In the long term, circle economies could potentially reduce dependence on imports as well as environmental impacts, Giljum explains. That’s important, especially as other world regions develop and increase their demand, leading to increased competition for those limited resources. Developing a circle economy isn’t just good for the environment either, adds Heinz Schandl, an industrial ecologist at the Commonwealth Scientific and Industrial Research Organization (CSIRO) in Canberra, Australia. It also provides economic advantages.

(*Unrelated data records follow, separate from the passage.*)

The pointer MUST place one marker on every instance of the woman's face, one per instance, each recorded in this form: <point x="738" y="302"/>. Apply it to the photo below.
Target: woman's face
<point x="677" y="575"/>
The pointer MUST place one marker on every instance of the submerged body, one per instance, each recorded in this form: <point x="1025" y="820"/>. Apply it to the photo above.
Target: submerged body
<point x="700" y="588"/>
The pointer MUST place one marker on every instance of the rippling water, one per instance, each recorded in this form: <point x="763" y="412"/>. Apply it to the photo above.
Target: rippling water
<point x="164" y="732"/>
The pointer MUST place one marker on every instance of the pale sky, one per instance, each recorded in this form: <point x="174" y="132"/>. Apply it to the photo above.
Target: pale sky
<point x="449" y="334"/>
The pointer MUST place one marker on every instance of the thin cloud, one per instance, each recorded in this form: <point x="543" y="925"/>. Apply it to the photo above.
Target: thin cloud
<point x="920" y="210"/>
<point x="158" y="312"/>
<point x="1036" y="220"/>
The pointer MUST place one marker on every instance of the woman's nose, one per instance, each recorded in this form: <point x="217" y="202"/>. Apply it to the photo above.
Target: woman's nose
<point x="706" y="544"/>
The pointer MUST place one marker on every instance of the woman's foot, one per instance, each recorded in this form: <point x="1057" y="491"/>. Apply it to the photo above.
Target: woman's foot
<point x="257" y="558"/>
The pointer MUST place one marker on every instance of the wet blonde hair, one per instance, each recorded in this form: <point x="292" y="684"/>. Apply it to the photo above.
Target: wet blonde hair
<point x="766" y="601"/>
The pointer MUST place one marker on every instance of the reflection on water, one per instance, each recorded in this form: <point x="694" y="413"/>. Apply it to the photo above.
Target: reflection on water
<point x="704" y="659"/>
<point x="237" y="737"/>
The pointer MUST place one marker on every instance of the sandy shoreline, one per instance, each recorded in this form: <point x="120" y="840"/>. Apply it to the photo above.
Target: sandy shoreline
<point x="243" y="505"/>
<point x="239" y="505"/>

China, for instance, has a circle economy policy and is investing heavily in renewable energies and public transport. Schandl predicts that those investments will create a competitive advantage in the decades to come, both in terms of economic growth and employment, compared with countries that continue to adhere to old industrial patterns. In theory, once China’s infrastructure for its circle economy is established, its material flows should stabilize or even decrease — but it’s hard to predict exactly when, or even if, that might happen. The quantities of raw materials flowing through China today are staggering.

“We’re talking about 1.3 billion people moving from one way of living — pre-industrial, agriculture-based — to a new model which is industrial and urbanized, needing more resources and creating more waste,” Schandl says. “That’s something that has never happened before at that scale and speed, and we see it in the global numbers.”